Enabling rapid pseudocapacitive multi-electron reactions by heterostructure engineering of vanadium oxide for high-energy and high-power lithium storage

Charge storage reactions with multi-electron transfer represent an effective approach to obtaining higher energy density. V₂O₅ is a potential multi-electron reaction material, but suffers from irreversible phase transformation and sluggish kinetics upon deep discharge. Herein, we report a rational strategy of constructing a two-dimensional heterostructure of V₂O₅ and graphene for realizing reversible and fast multi-electron reactions. The ultrathin hybrid structure with abundant heterointerfaces leads to the reversible structure transition of V₂O₅ and facilitates ion/electron transport and interfacial charge transfer, thus enabling high-rate multi-electron transfer lithium storage with a significant pseudocapacitive contribution. The heterostructure delivers a high capacity of 361 mA h g⁻¹ at 1C and retains 175 mA h g⁻¹ at an ultrahigh rate of 100C, outperforming most intercalation metal oxides.
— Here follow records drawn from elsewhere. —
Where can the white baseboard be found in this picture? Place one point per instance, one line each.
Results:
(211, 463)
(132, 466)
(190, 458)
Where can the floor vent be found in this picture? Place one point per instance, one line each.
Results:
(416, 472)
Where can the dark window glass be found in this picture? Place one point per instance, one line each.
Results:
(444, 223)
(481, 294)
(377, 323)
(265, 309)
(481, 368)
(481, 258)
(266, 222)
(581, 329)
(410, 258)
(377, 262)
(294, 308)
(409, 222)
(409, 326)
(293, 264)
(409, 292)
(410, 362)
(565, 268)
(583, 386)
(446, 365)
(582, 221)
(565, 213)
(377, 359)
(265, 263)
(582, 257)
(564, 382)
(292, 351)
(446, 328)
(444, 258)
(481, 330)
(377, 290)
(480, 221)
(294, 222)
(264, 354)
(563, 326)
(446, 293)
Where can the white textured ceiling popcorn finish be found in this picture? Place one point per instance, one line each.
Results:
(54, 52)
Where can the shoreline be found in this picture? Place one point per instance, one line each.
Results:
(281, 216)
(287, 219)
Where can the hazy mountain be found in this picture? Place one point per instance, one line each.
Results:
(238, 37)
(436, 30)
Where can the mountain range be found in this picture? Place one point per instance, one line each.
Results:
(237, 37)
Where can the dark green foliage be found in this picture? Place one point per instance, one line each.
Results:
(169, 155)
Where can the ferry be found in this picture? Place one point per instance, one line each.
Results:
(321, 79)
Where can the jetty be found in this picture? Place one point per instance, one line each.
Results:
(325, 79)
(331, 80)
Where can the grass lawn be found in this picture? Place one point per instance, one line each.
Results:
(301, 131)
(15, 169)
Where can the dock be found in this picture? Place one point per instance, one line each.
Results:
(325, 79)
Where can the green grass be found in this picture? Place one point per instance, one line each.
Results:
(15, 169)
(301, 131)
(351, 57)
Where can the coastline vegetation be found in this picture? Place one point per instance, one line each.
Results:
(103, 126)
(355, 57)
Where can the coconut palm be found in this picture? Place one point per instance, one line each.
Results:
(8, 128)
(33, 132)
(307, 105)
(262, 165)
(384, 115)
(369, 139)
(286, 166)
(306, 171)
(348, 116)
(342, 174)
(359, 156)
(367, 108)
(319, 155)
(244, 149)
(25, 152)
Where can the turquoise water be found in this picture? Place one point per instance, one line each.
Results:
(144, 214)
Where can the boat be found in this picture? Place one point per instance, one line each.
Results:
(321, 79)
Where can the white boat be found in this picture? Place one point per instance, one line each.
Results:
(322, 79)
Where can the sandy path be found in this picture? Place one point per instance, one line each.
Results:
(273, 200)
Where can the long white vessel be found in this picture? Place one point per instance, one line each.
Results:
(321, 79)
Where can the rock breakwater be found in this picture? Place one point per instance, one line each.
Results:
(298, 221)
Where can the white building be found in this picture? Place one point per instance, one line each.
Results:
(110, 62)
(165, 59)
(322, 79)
Furthermore, through decoupling such a multi-electron reaction with high capacity and a wide potential window, a symmetric full cell with prelithiated V₂O₅/graphene serving as both the anode and the cathode is constructed, showing superb energy/power performance and cyclability up to 15 000 cycles. This work suggests that creating a heterostructure is a reliable strategy for achieving high-rate multi-electron reactions in redox-active electrode materials.